About 0.2 g each of the leaf, root, and shoot of all the (treated) and control (untreated) samples were finely cut and taken in mortar and pestle. About 2 mL of 0.5 M phosphate buffer was added to each sample to homogenize. Samples were collected from plants at regular intervals of 0, 24, 48, and 72 h and were used for analyses of oxidative stress (Overall Reactive Oxygen Species (ROS), Superoxide dismutase (SOD), and Catalase).

2.6.2. Overall Reactive Oxygen Species (ROS)

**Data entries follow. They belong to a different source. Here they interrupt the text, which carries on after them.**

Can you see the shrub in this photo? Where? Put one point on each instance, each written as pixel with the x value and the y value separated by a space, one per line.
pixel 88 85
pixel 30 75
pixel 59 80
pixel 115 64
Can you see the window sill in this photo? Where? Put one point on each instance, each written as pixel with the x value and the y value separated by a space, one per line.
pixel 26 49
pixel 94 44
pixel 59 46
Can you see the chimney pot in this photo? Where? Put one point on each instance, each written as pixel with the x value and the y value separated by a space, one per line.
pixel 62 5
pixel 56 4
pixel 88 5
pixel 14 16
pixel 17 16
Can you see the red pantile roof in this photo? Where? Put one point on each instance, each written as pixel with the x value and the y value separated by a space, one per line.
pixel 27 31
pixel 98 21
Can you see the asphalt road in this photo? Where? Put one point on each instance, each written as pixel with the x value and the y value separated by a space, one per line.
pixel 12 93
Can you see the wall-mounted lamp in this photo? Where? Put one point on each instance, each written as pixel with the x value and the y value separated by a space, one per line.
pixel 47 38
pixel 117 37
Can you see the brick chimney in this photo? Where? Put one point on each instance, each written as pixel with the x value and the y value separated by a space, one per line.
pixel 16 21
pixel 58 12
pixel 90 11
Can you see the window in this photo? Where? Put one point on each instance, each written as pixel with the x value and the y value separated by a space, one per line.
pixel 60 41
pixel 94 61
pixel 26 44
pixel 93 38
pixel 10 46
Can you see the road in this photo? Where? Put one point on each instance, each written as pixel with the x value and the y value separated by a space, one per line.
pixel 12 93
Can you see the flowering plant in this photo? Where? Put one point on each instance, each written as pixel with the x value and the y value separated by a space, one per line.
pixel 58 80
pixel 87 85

2′-7′dichlorofluorescin diacetate (DCFH-DA), a cell-permeable fluorescent dye that detects reactive oxygen species (ROS), was used to assess the total ROS generated in different treatment groups [30]. Samples from tomato plants (leaf, shoot, and root) treated with PS, HA, and PS + HA, prepared using the above-mentioned procedure, were mixed with 100 µL of (100 µM) DCFH-DA and incubated in a dark atmosphere for 30 min. The fluorescence intensity of the samples was measured using a spectrofluorometer (Jasco FP-8300, Tokyo, Japan)) at an excitation and emission wavelength of 485 and 530 nm, respectively. The fluorescence spectrum results of all treated samples were compared with control samples.

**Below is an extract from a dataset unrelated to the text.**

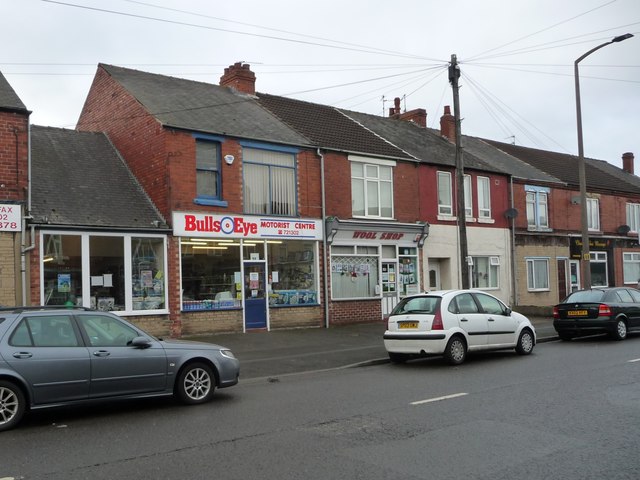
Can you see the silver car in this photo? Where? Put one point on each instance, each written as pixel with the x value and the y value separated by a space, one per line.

2.6.3. Superoxide Dismutase (SOD)

In this study, the function of superoxide dismutase in the leaf, shoot, and root of tomato plants was measured (leaf, shoot, and root) [31]. The test is based on the ability of superoxide dismutase to inhibit the interaction of superoxide and Nitro Blue Tetrazolium (NBT). Samples prepared as previously mentioned were centrifuged at 13,000× g rpm for 20 min and the supernatants were collected separately. A chemical concoction containing 50 mM of Na2CO3, 96 mM of NBT, 20 mM of hydroxylamine hydrochloride, and 0.6% of Triton X-100 was added to 100 µL of each supernatant and incubated in the UV zone at 37 °C for 20 min. The absorbance intensity of the samples was determined using UV-Visible spectroscopy at a wavelength of 560 nm (Hitachi, U-2910, Tokyo, Japan). The results were represented concerning control.

2.6.4. Catalase

Catalase activity was evaluated in the tomato plant (leaf, shoot, and root) using the protocol developed by Yilancioglu [32]. Samples prepared as previously mentioned were centrifuged at 13,000× g rpm for 20 min and supernatants were collected separately. About 2 mL of 10.8 mM H2O2 solution was added to 100 µL of each supernatant. The hardness of the phosphate buffer solution with H2O2 was used as a baseline template for this experiment. The absorbance intensity of the samples was determined using UV-visible spectroscopy at a wavelength of 560 nm (Hitachi, U-2910, Tokyo, Japan).

2.6.5. Statistics

All data were statistically analyzed using Graph Pad Prism (version. Number: 5.0) software (San Diego, CA, USA). GraphPad Prism was used to measure the difference between the control and the other NPs-interacted samples, as well as the discrepancy between polystyrene (nanoplastic), humic acid, and polystyrene-humic acid combos. Two-way ANOVA was performed for statistical comparisons of data. p values less than 0.05 were considered to be statistically significant. All data represented are the standard error of the mean (S.E.M.) of at least three independent experiments in triplicate.

3. Results

3.1. Characterization Study

3.1.1. Particle Size

PS particle had a diameter of 149.5 nm, and the PS + HA complex was 168.3 nm respectively, and the difference between PS and PS + HA is 18.8 while the size of the PS particle is increasing as it combines with HA. The z-potential value of PS and PS + HA was observed to be 11.7 mV, and −41.9 mV, respectively (Table 1).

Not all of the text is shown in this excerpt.